Before coming here, I was told that Los Angeles had a fantastic Thai food scene… consistently by strangers and people I know. This is because LA has one of the largest Thai populations outside of Thailand. However, in the LA that I know, I haven’t discovered “fantastic” anything and the expectation of “good” has since morphed into a search for palatable Thai food. Even Yelp has consistently failed me in my search.
Below are a small but evolving sampling of the results.
Pink Pepper (1638 North La Brea Avenue)
When I ask co-workers to think of a word that describes the Pink Pepper, the word that consistently comes up is meh. The only seasoning they seem to add to dishes is salt and for those who like salty, bland, rubbery food, this is your place.
But Thai food is supposed to be spicy… it can be one of the spiciest foods in the world! This is what is mystifying me: where are the spices?
I personally would rate the Pink Pepper as less than a meh. The last time I ate here I ordered a Pad-see-ew (flat noodle dish) that reminded me of leftover lasagna in consistency and taste (without the cheese). Seriously… the noodles must have been reheated in a microwave oven and it was like they added tomato sauce to the meal.
Pad-ORD (5301 Sunset Blvd)
I’ve tried this place a few times and at first glance, it seemed to be ok… and then I wasn’t sure. I guess: hit and miss is a good way to describe the restaurant… the best time to go is in the evenings. I started with comfort food: shrimp fried rice (I know… how is this Thai?) complete with lots of salt. The portion was about three meals (for me) and made the homeless person I gave it to very happy.
Next, I tried the Pad-see-ew. It was less salty that Pink Pepper noodles but incredibly sweet. I tasted like I was eating a cookie… a flat noodle cookie. How can noodles, egg, and shrimp be super sweet like a cookie? Then there were the Drunken Noodles, which they seem to do a good job with when you order them spicy. They do understand the concept of spices in this restaurant.
Ayara Thai (6245 W 87th St.)
Unfortunately, this little ditty is off the beaten path… but in the middle of the well stomped on/jumped on a 3-mile radius that I like to call Airport-landia. And, this is the ONLY non-fast food restaurant amidst all the chain hotels around LAX. This means it is SUPER busy all the time: for both take-out and sit in.

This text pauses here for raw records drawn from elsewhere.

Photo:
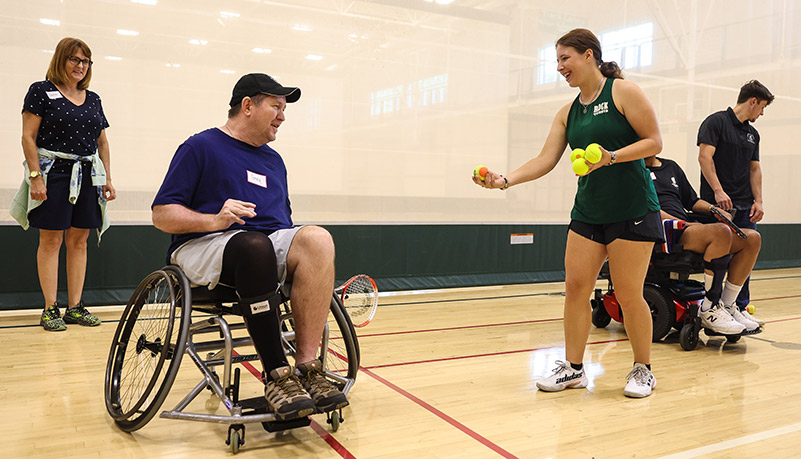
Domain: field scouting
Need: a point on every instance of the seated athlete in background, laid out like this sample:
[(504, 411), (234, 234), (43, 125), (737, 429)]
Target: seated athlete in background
[(713, 240)]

However, this also happens to be the best Thai food that I’ve eaten in Los Angeles. The portions are manageable, all the food is made in-house from scratch, it’s spiced appropriately with matching Thai sauces. Their shrimp salad rolls are the best I’ve EVER had and are served warm.
When I arrived at my airport hotel one evening, I asked the staff what they thought of the restaurant. The concierge promptly pulled out a stack of about 200 sheets of paper on which they’d printed the restaurant menu… for that day! Apparently, it is very well known amongst hotel/airport staff, pilots, stewardesses, and frequent travellers.
Note: I originally said this would be a living post. It is not. I kinda gave up on finding good Thai food in Los Angeles.